Best Paper Award 2014

Best Paper Award

Application of Out-of-Order Execution to Parallel Data Processing Systems and Evaluation of Its Effectiveness

Hiroyuki Yamada, Kazuo Goda, Masaru Kitsuregawa

[Trans. Inf. & Syst. (JPN Edition), Vol. J97-D No.4, Apr. 2014]

Hiroyuki Yamada

Kazuo Goda

Masaru Kitsuregawa

  Recently, various kinds of information are stored as digital data and applied to business efficiency improvement and decision-making sophistication in corporate as well as academic research. The amount and size of such data are rapidly growing, and thus developing fundamental technologies for processing such large-scale data is an immensely important problem.
  Previously, the authors applied the out-of-order execution principle to a relational database engine, in which parallel distributed data processing is not considered. In this paper, the authors propose a novel parallel data processing system called Hadooode, which applies the out-of-order execution principle to Hadoop and Hive.
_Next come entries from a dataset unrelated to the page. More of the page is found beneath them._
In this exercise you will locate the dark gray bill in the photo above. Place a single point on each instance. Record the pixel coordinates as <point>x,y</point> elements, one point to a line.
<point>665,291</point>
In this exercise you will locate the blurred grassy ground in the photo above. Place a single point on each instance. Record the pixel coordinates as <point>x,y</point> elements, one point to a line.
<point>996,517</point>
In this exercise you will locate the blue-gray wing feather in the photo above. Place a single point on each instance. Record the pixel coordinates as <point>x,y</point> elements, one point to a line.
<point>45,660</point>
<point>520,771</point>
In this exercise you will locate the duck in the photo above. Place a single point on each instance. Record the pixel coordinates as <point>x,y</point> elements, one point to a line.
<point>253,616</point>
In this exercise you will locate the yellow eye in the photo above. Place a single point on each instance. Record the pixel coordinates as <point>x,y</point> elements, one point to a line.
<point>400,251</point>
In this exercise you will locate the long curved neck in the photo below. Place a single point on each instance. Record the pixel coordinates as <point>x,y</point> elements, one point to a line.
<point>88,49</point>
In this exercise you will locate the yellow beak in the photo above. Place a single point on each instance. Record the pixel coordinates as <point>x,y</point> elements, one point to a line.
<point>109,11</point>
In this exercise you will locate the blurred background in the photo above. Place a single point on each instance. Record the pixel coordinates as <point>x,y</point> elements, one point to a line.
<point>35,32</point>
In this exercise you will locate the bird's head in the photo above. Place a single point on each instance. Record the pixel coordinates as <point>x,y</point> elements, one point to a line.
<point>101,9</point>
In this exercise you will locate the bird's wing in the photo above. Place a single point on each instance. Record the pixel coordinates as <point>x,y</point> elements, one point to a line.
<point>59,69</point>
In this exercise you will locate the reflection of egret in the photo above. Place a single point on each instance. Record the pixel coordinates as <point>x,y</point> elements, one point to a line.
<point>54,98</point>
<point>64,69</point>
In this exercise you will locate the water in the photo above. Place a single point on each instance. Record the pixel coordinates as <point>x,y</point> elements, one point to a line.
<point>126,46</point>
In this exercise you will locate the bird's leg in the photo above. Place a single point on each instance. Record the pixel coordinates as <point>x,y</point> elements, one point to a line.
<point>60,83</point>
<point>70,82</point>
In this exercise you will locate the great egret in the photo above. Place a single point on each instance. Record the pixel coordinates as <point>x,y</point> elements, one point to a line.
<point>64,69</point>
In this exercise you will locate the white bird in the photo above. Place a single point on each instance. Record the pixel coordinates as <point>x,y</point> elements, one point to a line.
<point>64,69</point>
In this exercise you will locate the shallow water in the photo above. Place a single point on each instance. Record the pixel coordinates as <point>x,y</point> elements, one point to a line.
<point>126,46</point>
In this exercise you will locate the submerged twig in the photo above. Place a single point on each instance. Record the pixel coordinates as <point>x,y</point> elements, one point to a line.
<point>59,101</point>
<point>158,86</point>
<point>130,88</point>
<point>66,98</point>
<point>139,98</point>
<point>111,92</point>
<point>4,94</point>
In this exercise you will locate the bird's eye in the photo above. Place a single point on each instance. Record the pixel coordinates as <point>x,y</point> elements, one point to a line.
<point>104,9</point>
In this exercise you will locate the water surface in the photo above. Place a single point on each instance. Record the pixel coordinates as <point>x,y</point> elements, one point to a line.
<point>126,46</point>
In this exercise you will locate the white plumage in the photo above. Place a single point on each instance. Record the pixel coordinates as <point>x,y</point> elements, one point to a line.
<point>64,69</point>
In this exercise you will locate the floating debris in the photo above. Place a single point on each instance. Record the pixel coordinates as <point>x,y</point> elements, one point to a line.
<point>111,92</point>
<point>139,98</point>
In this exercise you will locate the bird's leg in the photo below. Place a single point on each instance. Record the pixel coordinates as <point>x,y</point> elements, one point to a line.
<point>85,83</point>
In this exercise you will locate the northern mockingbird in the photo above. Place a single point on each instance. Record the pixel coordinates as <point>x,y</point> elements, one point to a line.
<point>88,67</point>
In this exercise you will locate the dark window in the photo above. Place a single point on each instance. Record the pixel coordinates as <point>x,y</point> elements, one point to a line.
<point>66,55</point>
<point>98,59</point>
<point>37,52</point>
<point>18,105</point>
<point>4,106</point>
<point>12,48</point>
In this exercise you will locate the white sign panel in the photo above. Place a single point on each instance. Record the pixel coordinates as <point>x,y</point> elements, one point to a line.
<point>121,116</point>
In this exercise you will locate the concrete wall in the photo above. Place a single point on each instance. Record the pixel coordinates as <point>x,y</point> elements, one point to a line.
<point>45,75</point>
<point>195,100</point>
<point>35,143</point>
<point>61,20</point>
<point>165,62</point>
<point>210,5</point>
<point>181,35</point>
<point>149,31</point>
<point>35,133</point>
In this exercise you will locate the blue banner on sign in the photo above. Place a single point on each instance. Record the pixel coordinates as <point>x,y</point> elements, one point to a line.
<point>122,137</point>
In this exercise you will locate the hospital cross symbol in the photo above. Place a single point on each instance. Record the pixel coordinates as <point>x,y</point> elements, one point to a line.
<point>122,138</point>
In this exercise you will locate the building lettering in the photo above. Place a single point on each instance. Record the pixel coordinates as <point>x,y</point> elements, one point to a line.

In the proposed system, each node decomposes a task into subtasks, and the input/output of the subtasks are processed asynchronously over the secondary disks of remote nodes as well as its own local disks. This approach desynchronizes all the input/output of the parallel data processing system, which can greatly increase the efficiency of data processing. Moreover, the out-of-order execution principle is also applied to Hive in order to improve the efficiency of query processing. The original Hive scans whole data when processing a query, while Hadooode optimizes a query by using indexes, which is particularly effective for queries with low selectivity.
  The results of experimental evaluations are presented in this paper. In the first experiment, the performance of the proposed system was compared with those of other systems in which some or all of the asyncronizations of accesses to local/remote secondary storages are disabled. The result showed that the proposed system is more than 100 times faster than the other systems for queries with low selectivity. Moreover, it was also shown that the proposed system has higher node scalability than other Hadoop-based systems.
  Consequently, the proposed system is a highly promising approach for effective big-data utilization, and this paper surely deserves the Best Paper Award.